そういった突然のトラブルに備えて、スマートキーにはメカニカルキーが内蔵されており、それを使ってドアの施解錠・エンジンを始動することが可能です。
ドアを解錠するときは、スマートキーに収まっているメカニカルキーを取り出して、鍵穴に挿してドアを解錠します。鍵穴はドアノブ付近にあることが多いです。
エンジンを始動するときは、シフトポジションが「P」にあることを確認し、ブレーキを踏みながらスマートキーのロゴの面をスタートボタンに触れさせます。ボタンの色が点灯したらブレーキを踏みながらスタートボタンを押してください。

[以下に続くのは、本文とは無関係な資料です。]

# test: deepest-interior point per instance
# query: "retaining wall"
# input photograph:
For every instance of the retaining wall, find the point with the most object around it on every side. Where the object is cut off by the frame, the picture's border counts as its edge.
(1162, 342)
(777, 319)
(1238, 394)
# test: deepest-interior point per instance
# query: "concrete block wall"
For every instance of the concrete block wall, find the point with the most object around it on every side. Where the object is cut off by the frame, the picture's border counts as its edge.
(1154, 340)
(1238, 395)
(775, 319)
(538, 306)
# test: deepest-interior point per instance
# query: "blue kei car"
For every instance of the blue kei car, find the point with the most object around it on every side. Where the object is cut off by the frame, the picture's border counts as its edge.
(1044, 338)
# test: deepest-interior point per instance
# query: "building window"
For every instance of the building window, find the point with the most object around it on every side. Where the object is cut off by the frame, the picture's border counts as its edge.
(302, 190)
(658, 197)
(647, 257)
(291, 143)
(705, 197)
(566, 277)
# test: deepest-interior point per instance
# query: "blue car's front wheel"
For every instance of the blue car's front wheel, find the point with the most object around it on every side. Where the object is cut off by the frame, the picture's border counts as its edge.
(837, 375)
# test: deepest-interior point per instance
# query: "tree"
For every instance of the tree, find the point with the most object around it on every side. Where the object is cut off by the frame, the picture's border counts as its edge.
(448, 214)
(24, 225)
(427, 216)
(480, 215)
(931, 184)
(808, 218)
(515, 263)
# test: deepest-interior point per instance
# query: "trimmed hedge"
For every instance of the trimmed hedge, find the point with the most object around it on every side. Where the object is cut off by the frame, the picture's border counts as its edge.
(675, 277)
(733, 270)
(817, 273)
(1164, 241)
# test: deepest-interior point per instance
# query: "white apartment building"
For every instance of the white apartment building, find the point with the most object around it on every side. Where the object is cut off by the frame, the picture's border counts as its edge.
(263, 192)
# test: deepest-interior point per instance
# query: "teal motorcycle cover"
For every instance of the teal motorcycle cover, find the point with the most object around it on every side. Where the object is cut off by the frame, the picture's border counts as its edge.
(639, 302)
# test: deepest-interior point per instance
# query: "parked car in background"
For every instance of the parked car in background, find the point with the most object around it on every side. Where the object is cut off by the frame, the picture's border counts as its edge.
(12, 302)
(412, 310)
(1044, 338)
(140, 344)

なお、各メーカーや車種によってエンジンの始動方法が異なるので、いざという時のために説明書を読んで確認しておきましょう。
▼関連ページ車の鍵トラブルは出張専門の鍵屋「鍵猿」にお任せ
ここまでスマートキーの仕組みやメリット・デメリットについて解説してきましたが、いかがでしたでしょうか?
従来の鍵穴に鍵を挿してドアの施解錠・エンジンを始動するやり方に比べて、スマートキーはとても便利になりました。
一方で、便利になった故のデメリットも少なからず存在します。そういった点を理解したうえで、使用することが大切です。